In [1]:
import pandas as pd
import json
import geopandas as gpd
from shapely.geometry import Point
import altair as alt

alt.data_transformers.enable('json')

DataTransformerRegistry.enable('json')

In [2]:
geojson_path = "Communities-Chicago.geojson"
with open(geojson_path, 'r') as f:
    communities_geojson = json.load(f)

In [3]:
# Load and preprocess CSV data
complaints_path = 'CDPH_Environmental_Complaints.csv'
complaints_df = pd.read_csv(complaints_path)

# Lowercase the 'COMPLAINT TYPE' column
complaints_df['COMPLAINT TYPE'] = complaints_df['COMPLAINT TYPE'].str.lower()

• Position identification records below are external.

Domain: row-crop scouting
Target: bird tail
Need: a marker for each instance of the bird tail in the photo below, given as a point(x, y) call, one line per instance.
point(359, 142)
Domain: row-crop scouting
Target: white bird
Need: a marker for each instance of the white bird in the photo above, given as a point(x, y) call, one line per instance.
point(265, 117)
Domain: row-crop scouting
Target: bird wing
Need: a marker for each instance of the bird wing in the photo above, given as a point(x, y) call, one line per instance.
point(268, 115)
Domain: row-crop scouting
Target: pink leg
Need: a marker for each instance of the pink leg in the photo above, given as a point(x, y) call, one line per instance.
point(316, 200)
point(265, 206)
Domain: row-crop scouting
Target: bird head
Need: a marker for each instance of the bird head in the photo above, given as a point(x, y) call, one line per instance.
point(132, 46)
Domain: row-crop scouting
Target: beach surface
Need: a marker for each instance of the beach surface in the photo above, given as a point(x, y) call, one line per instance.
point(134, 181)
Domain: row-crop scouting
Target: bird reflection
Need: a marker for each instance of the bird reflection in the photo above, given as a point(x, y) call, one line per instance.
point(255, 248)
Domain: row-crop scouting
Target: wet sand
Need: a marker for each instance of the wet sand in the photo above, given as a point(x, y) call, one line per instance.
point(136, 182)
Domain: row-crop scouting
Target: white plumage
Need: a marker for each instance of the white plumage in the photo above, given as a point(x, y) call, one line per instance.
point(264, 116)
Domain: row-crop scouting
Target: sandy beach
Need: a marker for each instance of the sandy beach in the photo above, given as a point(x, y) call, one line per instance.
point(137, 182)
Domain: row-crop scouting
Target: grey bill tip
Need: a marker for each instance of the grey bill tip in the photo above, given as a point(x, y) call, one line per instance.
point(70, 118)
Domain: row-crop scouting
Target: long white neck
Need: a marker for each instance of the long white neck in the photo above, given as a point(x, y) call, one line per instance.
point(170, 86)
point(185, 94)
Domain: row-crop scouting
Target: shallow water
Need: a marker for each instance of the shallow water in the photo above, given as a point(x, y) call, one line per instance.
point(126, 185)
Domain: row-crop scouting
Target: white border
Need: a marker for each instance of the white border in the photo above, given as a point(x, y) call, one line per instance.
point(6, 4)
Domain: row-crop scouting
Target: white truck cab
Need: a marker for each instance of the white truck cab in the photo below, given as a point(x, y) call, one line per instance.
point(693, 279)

# Convert 'COMPLAINT DATE' to a datetime object and categorize decades
complaints_df['COMPLAINT DATE'] = pd.to_datetime(complaints_df['COMPLAINT DATE'])
complaints_df.dropna(subset=['COMPLAINT DATE'], inplace=True)
# Extract the year from 'COMPLAINT DATE' and store it in a new column 'COMPLAINT YEAR'
complaints_df['COMPLAINT YEAR'] = complaints_df['COMPLAINT DATE'].dt.year

# Extract latitude and longitude from the 'LOCATION' column
complaints_df['LATITUDE'] = complaints_df['LOCATION'].str.extract(r'POINT \((.*?) (.*?)\)')[1].astype(float)
complaints_df['LONGITUDE'] = complaints_df['LOCATION'].str.extract(r'POINT \((.*?) (.*?)\)')[0].astype(float)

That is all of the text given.